Girl you gotta wonder ‘bout a test like that

by Danielle Navarro, 20 May 2019

I don’t really wanna wake you
I just came to get my things
But the pretty lil’ thing lying there beside you
Better take off my wedding ring
Hey, girl, do you really wanna do this
You don’t know what you’re stepping in
He’s got more where that came from
You’re not so special in the end
   – Gin Wigmore, Man Like That

Consider the oddity of the Student t-test. It’s not a particularly flexible tool. It assumes a single predictor that can be represented as a binary-valued variable, relies on a theory of inference that reduces the scientific goal to a binary yes-no decision, and on top of that applies a half-reasonable assumption (normality) and an absurd one (homogeneity of variance), both of which are ancillary to the research question a scientist typically asks. But it’s been around since the early 20th century. Everyone teaches it and everyone uses it, so as the author of an introductory statistics text it’s hard to escape. Still, if I am going to discuss t-tests in a revised version of Learning Statistics with R, I’d like to do it in a way that makes sense.

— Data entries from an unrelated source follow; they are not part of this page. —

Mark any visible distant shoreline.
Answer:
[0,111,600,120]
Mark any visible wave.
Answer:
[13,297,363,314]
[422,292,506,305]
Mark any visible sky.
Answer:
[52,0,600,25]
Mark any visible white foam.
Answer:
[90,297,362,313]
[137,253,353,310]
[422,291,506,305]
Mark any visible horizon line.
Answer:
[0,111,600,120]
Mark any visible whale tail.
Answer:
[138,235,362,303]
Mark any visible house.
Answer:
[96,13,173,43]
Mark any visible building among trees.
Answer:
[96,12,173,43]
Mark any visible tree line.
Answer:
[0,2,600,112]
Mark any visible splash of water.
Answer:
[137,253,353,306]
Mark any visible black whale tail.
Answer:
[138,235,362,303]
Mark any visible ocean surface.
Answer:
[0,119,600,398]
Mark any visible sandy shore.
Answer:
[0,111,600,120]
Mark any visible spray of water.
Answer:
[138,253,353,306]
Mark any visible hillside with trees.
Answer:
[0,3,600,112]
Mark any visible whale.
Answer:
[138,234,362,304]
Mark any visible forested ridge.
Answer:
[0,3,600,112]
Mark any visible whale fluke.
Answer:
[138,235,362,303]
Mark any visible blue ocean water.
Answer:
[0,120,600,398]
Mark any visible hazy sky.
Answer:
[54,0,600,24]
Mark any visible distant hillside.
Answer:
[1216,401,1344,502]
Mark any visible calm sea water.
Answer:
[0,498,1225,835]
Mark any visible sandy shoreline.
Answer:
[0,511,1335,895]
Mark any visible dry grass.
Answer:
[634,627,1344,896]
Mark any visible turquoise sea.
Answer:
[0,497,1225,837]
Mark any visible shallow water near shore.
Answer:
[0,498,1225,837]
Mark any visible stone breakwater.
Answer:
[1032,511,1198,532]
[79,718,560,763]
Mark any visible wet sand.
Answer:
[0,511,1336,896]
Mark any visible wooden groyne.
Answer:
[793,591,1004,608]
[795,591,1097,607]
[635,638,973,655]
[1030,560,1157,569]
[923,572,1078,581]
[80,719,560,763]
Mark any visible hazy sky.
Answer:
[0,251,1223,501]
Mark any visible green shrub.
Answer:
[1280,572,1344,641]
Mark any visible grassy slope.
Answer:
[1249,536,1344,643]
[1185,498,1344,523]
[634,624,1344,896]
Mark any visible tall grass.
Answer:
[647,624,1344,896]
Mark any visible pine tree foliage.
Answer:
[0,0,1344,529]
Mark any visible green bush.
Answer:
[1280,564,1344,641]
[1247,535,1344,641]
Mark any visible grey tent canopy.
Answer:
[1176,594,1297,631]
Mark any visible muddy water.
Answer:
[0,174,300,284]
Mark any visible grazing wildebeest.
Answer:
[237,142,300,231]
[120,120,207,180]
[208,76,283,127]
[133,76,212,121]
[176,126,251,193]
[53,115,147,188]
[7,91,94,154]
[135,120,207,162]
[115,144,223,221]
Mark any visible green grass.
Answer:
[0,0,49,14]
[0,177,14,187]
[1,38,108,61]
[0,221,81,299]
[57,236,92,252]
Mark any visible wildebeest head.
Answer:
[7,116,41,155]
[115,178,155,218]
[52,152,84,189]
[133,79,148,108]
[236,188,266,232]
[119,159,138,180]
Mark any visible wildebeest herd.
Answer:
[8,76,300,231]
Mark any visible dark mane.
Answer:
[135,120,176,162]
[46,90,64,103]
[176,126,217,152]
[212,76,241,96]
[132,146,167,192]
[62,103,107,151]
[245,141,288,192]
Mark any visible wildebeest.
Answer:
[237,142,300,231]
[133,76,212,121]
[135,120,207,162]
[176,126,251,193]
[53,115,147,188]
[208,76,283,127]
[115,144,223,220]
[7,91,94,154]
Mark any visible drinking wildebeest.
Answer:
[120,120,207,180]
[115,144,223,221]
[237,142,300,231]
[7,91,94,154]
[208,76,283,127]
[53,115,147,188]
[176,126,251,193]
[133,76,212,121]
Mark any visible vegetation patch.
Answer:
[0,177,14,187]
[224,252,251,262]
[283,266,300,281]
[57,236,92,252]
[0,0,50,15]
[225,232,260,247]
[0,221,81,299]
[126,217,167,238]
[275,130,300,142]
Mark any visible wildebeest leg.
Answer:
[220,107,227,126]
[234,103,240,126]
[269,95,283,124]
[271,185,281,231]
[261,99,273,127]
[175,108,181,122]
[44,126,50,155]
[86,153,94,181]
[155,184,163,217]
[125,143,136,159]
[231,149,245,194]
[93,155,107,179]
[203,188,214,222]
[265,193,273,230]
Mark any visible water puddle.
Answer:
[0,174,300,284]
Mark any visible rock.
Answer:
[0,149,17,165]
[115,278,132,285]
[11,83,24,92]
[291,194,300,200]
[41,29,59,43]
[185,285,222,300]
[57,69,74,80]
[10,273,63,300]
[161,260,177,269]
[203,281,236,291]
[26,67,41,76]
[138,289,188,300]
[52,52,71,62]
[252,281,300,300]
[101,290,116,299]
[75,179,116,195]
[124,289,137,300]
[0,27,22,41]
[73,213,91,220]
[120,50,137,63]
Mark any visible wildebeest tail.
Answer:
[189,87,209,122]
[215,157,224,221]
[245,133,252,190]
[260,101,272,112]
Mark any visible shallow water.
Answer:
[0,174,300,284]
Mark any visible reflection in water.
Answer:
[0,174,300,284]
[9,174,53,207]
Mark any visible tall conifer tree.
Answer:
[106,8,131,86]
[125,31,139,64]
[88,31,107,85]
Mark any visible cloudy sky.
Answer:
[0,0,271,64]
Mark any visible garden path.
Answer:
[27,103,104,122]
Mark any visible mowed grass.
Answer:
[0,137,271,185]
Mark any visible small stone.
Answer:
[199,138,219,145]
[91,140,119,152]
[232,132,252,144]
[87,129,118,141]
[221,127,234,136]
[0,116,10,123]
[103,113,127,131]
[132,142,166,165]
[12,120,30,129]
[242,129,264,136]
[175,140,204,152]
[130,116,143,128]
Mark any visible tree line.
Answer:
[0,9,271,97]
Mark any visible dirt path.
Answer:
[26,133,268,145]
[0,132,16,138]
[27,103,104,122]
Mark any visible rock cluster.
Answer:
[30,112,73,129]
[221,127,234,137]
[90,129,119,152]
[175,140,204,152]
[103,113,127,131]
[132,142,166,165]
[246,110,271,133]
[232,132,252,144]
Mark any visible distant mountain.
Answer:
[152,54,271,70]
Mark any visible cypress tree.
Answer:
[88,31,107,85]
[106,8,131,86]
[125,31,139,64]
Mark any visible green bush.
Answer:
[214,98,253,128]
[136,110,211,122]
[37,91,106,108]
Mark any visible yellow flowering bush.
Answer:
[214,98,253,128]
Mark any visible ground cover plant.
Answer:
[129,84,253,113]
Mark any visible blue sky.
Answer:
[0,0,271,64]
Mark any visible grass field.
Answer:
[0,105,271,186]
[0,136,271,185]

Desiderata for t-test functions

If the book is to be accompanied by an R package, one of the first questions I find myself asking is whether or not that package should contain any functions to run t-tests. It’s never a good idea to reinvent the wheel, so maybe I should just stick to the t.test() function in base R? That’s clearly a bad idea: as I mentioned in the last post the t.test() function doesn’t play nicely with tidyverse and the output is pretty much incomprehensible if you don’t already understand how Neyman-Pearson tests operate. As a teaching tool, t.test() has little value to me. Learning Statistics with R is notionally written for a new learner who has no previous experience with statistics, R, or programming, and at the point in the text where I will be introducing t-tests in the revised book, my notional reader is still learning how null hypothesis testing actually works. From that point of view, the functions I want them to be using should support this learning goal.

A more interesting comparison would be to consider the infer package, which includes a clean and simple ttest function that plays nicely with the pipe. However, as much as I like the infer package, I don’t think it will serve my purposes in Learning Statistics with R either: it is a function that is friendly to someone who already knows tidyverse and who understands null hypothesis testing, but not one that is ideal for my pedagogical purposes.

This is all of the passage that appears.